DS Law has extensive experience of obtaining and defending all types of freezing injunctions.

A freezing injunction is an “interim remedy” of the court that prevents a defendant from disposing of or dealing with its assets to defeat a court judgment.

Often described as the “nuclear weapon” of litigation, a freezing injunction can be a potent and highly effective tool in the right circumstances. But it can also be highly risky and have the potential to backfire.

Obtaining a freezing injunction

Freezing injunctions can be obtained before the start of proceedings, during a case, or after a trial and can be domestic in nature (i.e. UK-only) or, in appropriate circumstances, “worldwide”. They will usually be obtained on an “ex parte” basis (without notice) to prevent a defendant from disposing of or hiding assets. As noted below, this gives rise to an enhanced legal and evidential burden which will often form the basis for a discharge application.

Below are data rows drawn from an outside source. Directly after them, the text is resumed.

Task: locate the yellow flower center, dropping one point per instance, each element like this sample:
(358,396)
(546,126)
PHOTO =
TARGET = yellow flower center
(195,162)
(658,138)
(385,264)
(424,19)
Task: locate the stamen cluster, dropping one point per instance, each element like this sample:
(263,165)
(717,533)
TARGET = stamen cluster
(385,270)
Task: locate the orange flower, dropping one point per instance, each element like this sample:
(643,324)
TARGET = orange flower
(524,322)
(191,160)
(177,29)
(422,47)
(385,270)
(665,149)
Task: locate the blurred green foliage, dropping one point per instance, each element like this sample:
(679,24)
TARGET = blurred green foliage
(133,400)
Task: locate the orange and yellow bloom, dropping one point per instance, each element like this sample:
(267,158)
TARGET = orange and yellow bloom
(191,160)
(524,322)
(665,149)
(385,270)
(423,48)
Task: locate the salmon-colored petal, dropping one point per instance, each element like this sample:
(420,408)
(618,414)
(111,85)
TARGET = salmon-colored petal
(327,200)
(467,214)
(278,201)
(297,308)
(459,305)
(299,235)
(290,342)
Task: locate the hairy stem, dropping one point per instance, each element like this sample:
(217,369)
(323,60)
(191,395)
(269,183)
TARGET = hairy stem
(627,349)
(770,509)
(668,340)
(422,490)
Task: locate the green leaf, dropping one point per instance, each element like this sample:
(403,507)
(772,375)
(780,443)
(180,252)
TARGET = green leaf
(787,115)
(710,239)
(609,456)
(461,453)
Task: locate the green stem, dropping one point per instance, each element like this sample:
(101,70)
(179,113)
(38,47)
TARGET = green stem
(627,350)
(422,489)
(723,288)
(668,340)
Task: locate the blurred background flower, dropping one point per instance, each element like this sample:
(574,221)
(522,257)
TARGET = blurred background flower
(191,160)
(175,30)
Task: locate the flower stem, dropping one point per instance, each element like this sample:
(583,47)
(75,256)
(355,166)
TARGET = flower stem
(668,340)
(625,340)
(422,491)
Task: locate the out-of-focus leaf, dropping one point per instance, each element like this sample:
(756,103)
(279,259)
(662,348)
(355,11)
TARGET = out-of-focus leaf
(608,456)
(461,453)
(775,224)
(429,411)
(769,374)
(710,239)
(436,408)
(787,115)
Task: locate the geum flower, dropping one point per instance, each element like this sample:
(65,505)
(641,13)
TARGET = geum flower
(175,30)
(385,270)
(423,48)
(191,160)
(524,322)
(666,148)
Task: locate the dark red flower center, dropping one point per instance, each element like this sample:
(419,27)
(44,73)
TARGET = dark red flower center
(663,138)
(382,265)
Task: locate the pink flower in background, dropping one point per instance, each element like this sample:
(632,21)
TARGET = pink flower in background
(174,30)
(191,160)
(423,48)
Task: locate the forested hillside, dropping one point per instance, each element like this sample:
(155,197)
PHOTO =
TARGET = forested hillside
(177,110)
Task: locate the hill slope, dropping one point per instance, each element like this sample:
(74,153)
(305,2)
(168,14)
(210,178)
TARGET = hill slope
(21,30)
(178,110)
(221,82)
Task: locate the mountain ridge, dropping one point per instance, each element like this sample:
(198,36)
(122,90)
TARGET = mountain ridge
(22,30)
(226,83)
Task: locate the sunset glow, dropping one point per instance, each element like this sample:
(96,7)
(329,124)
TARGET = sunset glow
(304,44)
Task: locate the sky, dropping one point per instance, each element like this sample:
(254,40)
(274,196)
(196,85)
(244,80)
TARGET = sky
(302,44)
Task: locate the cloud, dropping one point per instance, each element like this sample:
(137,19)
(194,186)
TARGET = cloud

To obtain an ex parte freezing injunction, a claimant must demonstrate that:

  • There are material assets over which the English court has jurisdiction.
  • It has a “good arguable case” under English law.
  • There is a real risk of disposal or “dissipation” of those assets.
  • There has been no material delay (freezing injunctions are, by definition, urgent).
  • It has made “full and frank” disclosure of facts and matters that are relevant to the exercise of the court’s discretion to grant the order and which the defendant would have made had it been present.
  • It is “just and convenient” to grant the freezing injunction.

A claimant must also give a “cross-undertaking in damages” to the court, which amounts to a promise to compensate the defendant in damages in the event that the order is subsequently discharged.  Sometimes, a claimant can be required to “fortify” the cross-undertaking by giving a suitable first-class banking guarantee or paying money into court.

A standard freezing order will contain provisions requiring the defendant to disclose the nature, value and location of assets up to the amount frozen. It will also contain a “penal notice” making clear that a breach of the order amounts to a contempt of court which is punishable by prison and/or the seizure of assets and/or a fine.

The value of a freezing injunction is easy to see. In addition to locking assets down it can enable a claimant to locate unknown assets (through the disclosure provisions) and put severe pressure on a defendant to settle.

But a freezing injunction is also risky:

  • It is expensive to obtain and can be difficult to “hold”:
    • The case has to be “front-loaded” from a costs perspective to persuade the court that the order should be granted and to minimise the risk of a discharge application.
    • The underlying claim also has to be started in the usual way, with all of the attendant cost of the full court process (court fee, particulars of claim, defence, witness statements, expert evidence and main trial etc.).
    • Once the freezing order has been served, there is then at least one “return date”, which gives the defendant(s) the chance to make representations.
    • There is a risk at the return date of being dragged into a protracted and lengthy discharge application with multiple rounds of evidence and a lengthy interlocutory hearing before the main proceedings have been determined.
    • If the freezing injunction is discharged, the claimant will have to pay costs and face a claim in damages under the cross-undertaking, which could be very substantial indeed.
    • A defendant may make an application for fortification of the cross-undertaking and security for costs of the main claim which could put a real stress on the claimant’s working capital.
  • A freezing injunction is not a proprietary remedy in the sense that it does not give a claimant a preference over other creditors in the event of an insolvency. There is therefore an inherent risk of a “pyrrhic victory” when dealing with impecunious defendants.

What to do when you have been served with a freezing injunction?

A respondent served with a freezing order should:

  • Not do anything to directly or indirectly deal with or dispose of any assets without taking legal advice on the scope and meaning of the order (to avoid a finding of contempt).
  • Act quickly and immediately and instruct a litigation team with genuine experience of freezing injunctions to advise on such matters as:
    • The terms and effect of the order.
    • Any urgent representations (for instance in relation to the adequacy of the allowance for legal and living expenses, or any urgent payments “in the ordinary course of business” (both of which are standard exceptions in freezing orders) or the need for fortification/security).
    • The merits of an application to vary or discharge the order, for instance because of a failure to give full and frank disclosure or where a claimant did not have “clean hands” on the application (a freezing injunction is an equitable remedy and equitable maxims therefore apply).
    • Whether to “live” with the order under protest/reservation and fight the main proceedings, possibly through an expedited trial.
    • The use of third part funding.